What kind of movie does the greatest filmmaker of all time make twenty-four hours before his death? At this year’s Cannes, we’ll find out. Scenarios, the final film by the iconic (and the word has never felt more apt) French-Swiss auteur Jean-Luc Godard, shot only a day before his death by assisted suicide, will premiere at the Cannes Classics strand of the festival. Not much is known about the premise of the film itself  other than it’s 18 minutes long and will be supported by a 34-minute introduction by Godard himself, billed as a hybrid of “still and moving images, halfway between reading and seeing.”

Caught By The Tides (dir.

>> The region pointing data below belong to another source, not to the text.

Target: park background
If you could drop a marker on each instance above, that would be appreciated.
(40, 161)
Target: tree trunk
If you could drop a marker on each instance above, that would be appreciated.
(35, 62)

Jia Zhangke)

It’s been six long years since Chinese director Jia Zhangke released his stylish thriller Ash Is Purest White—a film that has not only aged into modern classic status, but also boasts the downright smoothest use of Village People’s Y.M.C.A. in a movie, frankly, ever—but the festival darling is finally back in-competition with Caught By The Tides. The film stars longtime Zhangke muse (and spouse) Zhao Tao, who plays, like in Ash, a woman who crosses provinces in search of a lost lover.

Grand Tour (dir. Miguel Gomes)

Though it doesn’t have the clout of Kinds of Kindness and Megalopolis, there’s no other film in-competition that looks quite as breathtaking as Miguel Gomes’ Grand Tour, which may well prove to be this year’s underdog. The Portuguese director has slowly been making a name for himself with a string of ambitious and acclaimed outings like Arabian Nights (2015), Our Beloved Month of August (2008) and the recent The Tsugua Diaries (2022), and there’s a buzz in the air hinting that Grand Tour could see the culmination of Gomes’ hard-earned momentum in glorious fashion.

Spectateurs! (dir. Arnaud Desplechin)

“What is going to the movies? Why have we been going for over 100 years? I wanted to celebrate cinemas and their magic.” Said Arnaud Desplechin about his new film Spectateurs!, the english title of which is Filmlovers! A mainstay at the Croisette, Desplechin has premiered almost every one of his film’s at the festival. There’s nothing that gets a Cannes crowd riled up like a film about filmmaking, and regardless, Spectateurs! Looks to be a refreshing departure from Desplechin’s usual approach. 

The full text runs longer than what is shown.